8) İleri seviye akıllı ambalajlama: Marka ile tüketici arasında bağ kurmak her zaman en önemli hedeflerden biriydi. Artırılmış gerçeklik teknolojileri, QR kodlar gibi birçok etkileşim yolu bir süredir ambalaj tasarımlarında kullanılsa da ilerleyen dönemlerde daha da yaratıcı çalışmaların ortaya konulacağı öngörülüyor.

9) Ambalaj diyeti: Geri dönüşüm, karbon ayak izini azaltma çabası, atık ve nakliye tasarrufu gibi global sorunları odağına alan markalar ambalajın çekiciliğini ve dolaylı faydasını artırırken ambalajı en aza indirgiyor. Bu trend uzun vadede devam edecek, birçok soruna merhem olabilecek ve diğer birçok trendle birleşip muhteşem sonuçlar ortaya konulmasına öncülük edebilecek.

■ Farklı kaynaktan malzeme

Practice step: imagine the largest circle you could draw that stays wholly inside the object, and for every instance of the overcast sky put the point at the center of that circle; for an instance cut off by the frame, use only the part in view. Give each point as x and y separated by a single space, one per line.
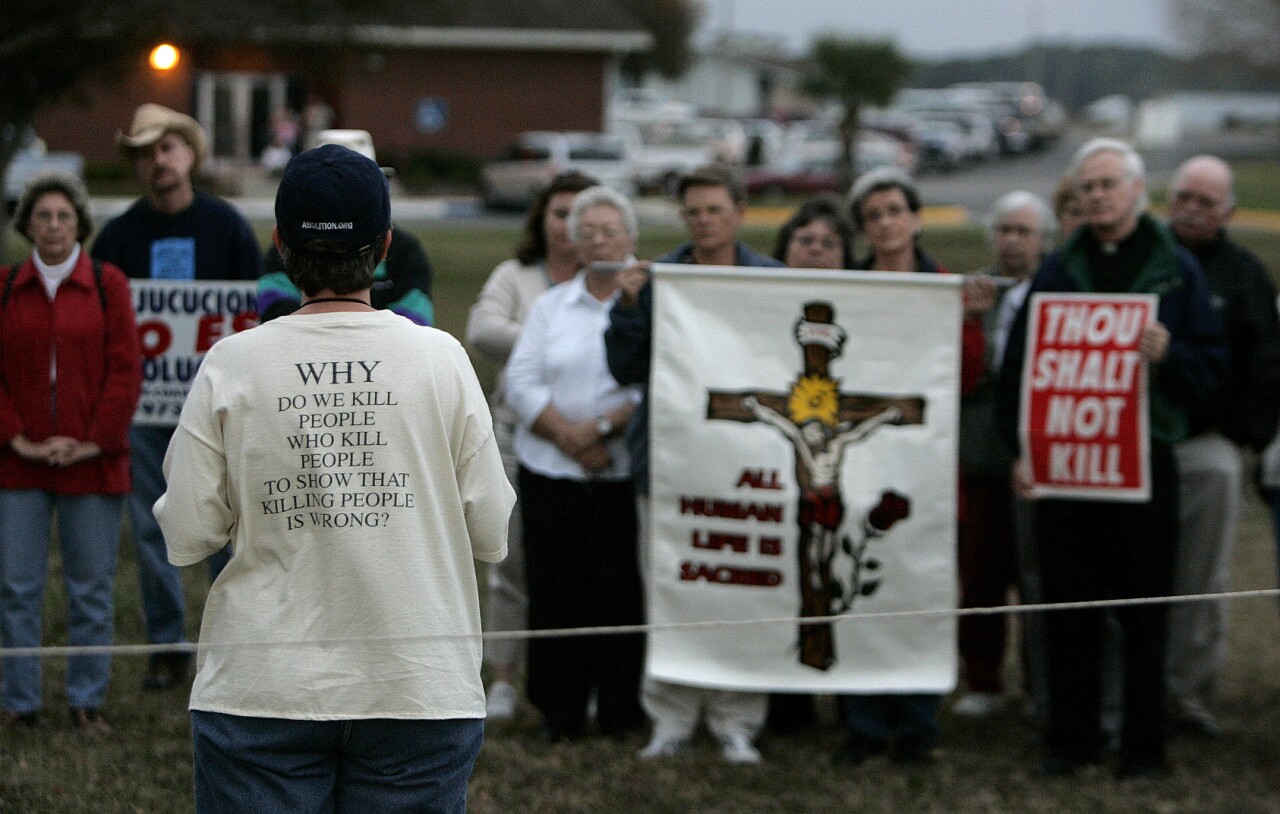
949 27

10) Karalama ambalajlar: Elle çizilmiş illüstrasyonlar ve el yazısı notlar içeren ambalajların hızla yükselişe geçeceği öngörülüyor. Tüm nesillere hitap edebilecek bu trend tüketicilerle duygusal bir bağ kurma hedefini çok güzel karşılıyor. Çocukluktan beri herkesin hayatında olan karalamalar, ambalaj tasarımlarına oldukça evrensel ve insani bir hava katıyor.